「儲かるわけがない」鉄道・バス 今こそ脱皮を コンサル2社がプログラム提供
「あれば乗ってくれる」はとうに終わっている!
コンサル2社が「マーケ感覚」を身に付けるプログラム提供
鉄道とバスのコンサル2社がタッグです。日本鉄道マーケティング(東京都武蔵野市)と高速バスマーケティング研究所(神奈川県横浜市)は2024年8月22日、共同で交通事業者に向け「公共交通マーケティング推進プログラム」の提供を開始すると発表。都内で記者会見も行いました。
日本鉄道マーケティングは、IT業界出身で若桜鉄道の公募社長などを務めた山田和昭さんが、高速バスマーケティング研究所は高速バス事業を軸にバス事業のコンサルティングを手掛ける成定竜一さんがそれぞれ代表です。
山田さんは主に赤字の地方交通を、成定さんはバス事業における黒字の収益事業の改善を主軸にしており、対極の立場にいる2人が、主に公共交通事業者を対象に「マーケティング人材」を育成するプログラムを提供します。単発の勉強会(1回40万円程度)や、年単位でのプログラム(年200万円程度)を提供するといいます。
日本の公共交通は、地域独占的な免許制度のなかで、人口が増えれば収益も増えていった歴史から、「誰からも不満を持たれないサービス」が求められ、いわば「マーケティングを禁じられていた業界」だと2人は指摘します。
そうした「待ちの姿勢」から脱し、市場ニーズを正しく把握し、戦略を立案し実行する能力が、交通事業者、自治体ともに必要だと訴えます。
「地域のための装置として働くのが交通ですが、地域も消えかけています。そこに作戦はなく、ただ“維持”させるだけ」の状態であると山田さん。当然ながら「赤字を減らせ」となり、コストダウンでサービスや待遇が悪化、人手不足に陥っているといいます。

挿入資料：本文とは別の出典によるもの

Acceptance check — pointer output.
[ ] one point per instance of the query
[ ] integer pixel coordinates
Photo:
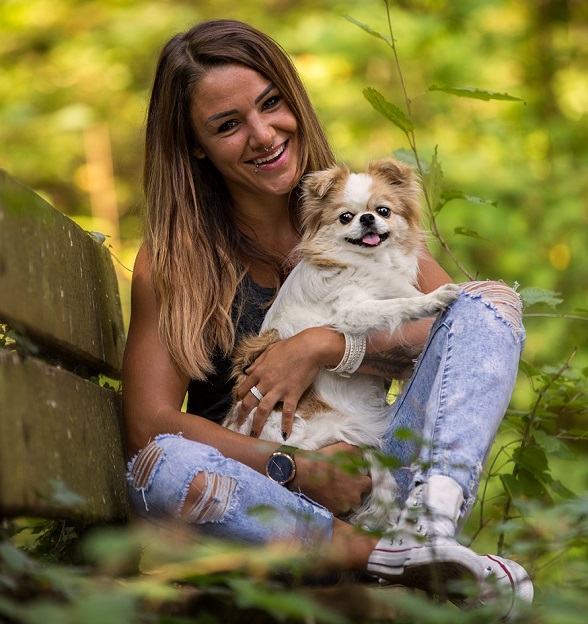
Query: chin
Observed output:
(357, 274)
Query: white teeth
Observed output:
(259, 161)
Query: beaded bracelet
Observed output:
(353, 356)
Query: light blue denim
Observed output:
(452, 405)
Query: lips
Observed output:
(369, 239)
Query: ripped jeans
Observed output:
(452, 405)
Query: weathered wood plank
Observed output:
(57, 283)
(56, 428)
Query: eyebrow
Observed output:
(233, 111)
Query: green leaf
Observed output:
(532, 296)
(476, 94)
(408, 157)
(529, 369)
(533, 486)
(98, 237)
(434, 183)
(553, 446)
(368, 29)
(511, 486)
(557, 487)
(467, 232)
(389, 110)
(452, 194)
(532, 458)
(14, 559)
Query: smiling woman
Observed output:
(245, 127)
(230, 136)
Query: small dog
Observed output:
(357, 274)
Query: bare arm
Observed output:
(153, 393)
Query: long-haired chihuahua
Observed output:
(357, 274)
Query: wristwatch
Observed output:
(281, 466)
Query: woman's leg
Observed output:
(453, 405)
(460, 389)
(173, 477)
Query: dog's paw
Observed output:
(443, 296)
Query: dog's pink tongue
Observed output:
(370, 239)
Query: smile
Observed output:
(369, 240)
(271, 157)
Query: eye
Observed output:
(227, 126)
(271, 102)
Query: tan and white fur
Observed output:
(357, 274)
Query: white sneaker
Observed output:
(507, 585)
(423, 553)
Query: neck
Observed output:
(266, 220)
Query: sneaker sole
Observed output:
(432, 569)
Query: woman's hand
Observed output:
(284, 371)
(327, 483)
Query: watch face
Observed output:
(281, 468)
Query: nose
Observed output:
(261, 133)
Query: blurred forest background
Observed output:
(74, 82)
(76, 76)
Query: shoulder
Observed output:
(142, 267)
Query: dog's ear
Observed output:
(316, 185)
(392, 170)
(315, 188)
(405, 185)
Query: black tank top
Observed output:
(212, 398)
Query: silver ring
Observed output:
(256, 393)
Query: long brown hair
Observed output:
(197, 253)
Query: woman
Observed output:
(230, 133)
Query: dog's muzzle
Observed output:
(369, 239)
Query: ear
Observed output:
(198, 151)
(392, 170)
(316, 185)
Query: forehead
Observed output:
(358, 190)
(226, 88)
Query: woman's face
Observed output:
(237, 115)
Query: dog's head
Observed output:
(362, 211)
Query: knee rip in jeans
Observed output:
(208, 498)
(208, 495)
(144, 466)
(506, 301)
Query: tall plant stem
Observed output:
(410, 135)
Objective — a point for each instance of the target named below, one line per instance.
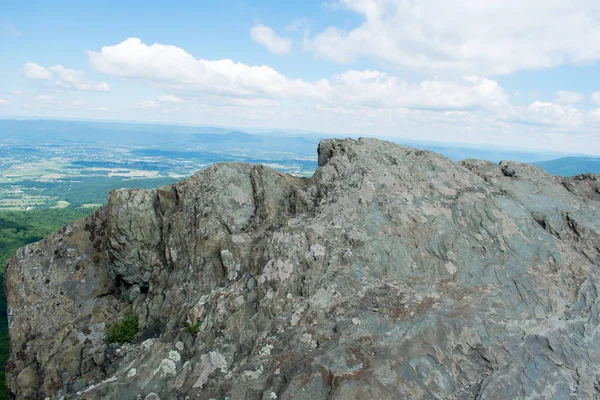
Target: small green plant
(193, 328)
(123, 330)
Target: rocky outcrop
(391, 273)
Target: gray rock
(391, 273)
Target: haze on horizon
(521, 74)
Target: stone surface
(391, 273)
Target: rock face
(392, 273)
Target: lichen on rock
(391, 273)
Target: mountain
(391, 273)
(571, 166)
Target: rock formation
(392, 273)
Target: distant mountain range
(570, 166)
(169, 138)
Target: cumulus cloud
(477, 37)
(176, 69)
(265, 36)
(146, 105)
(169, 98)
(35, 71)
(68, 78)
(566, 97)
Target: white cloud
(265, 36)
(47, 98)
(67, 74)
(169, 98)
(146, 105)
(92, 86)
(477, 37)
(35, 71)
(68, 78)
(566, 97)
(173, 67)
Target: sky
(506, 73)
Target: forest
(17, 229)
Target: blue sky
(523, 74)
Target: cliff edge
(391, 273)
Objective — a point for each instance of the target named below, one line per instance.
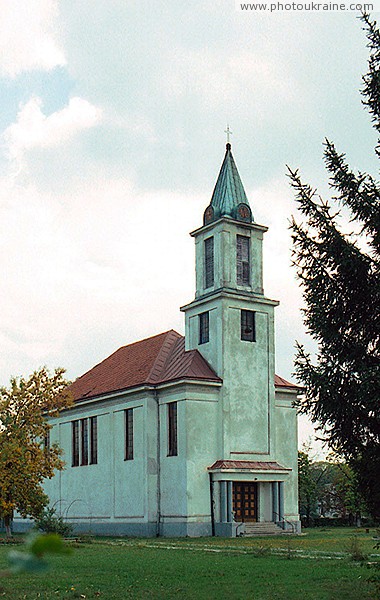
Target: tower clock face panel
(244, 212)
(209, 214)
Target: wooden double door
(244, 499)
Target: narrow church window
(248, 332)
(47, 440)
(242, 260)
(75, 443)
(204, 328)
(93, 440)
(172, 429)
(128, 416)
(84, 441)
(209, 262)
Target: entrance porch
(248, 492)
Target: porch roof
(247, 465)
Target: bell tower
(230, 321)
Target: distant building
(191, 435)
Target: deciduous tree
(26, 457)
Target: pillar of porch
(275, 502)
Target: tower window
(172, 429)
(204, 328)
(209, 262)
(248, 332)
(242, 260)
(128, 455)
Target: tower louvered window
(248, 332)
(242, 260)
(204, 328)
(209, 262)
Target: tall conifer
(340, 277)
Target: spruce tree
(339, 273)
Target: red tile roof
(281, 382)
(155, 360)
(159, 359)
(251, 465)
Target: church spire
(229, 198)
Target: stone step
(252, 529)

さらに、鉄道は赤字でも、地域は鉄道があることで、通勤通学の利便性、観光、商工振興、人口増加など様々な便益を享受していると指摘。そうした“外部性”は「鉄道事業者の外に、鉄道が頑張った効果が落ちてくる」といいます。その外部性に地域が気づき、地域全体で黒字になるにはどうするかを考える必要があると話します。
成定さんは、「特に危機感があるのは『大都市郊外』。これまでのように(鉄道もバスも)大手私鉄に任せればいい、というのが無理になってきている。それに自治体に気づいているか」と指摘。自治体が市民にどう情報発信していくか、その伝え方も考えていきたいとしました。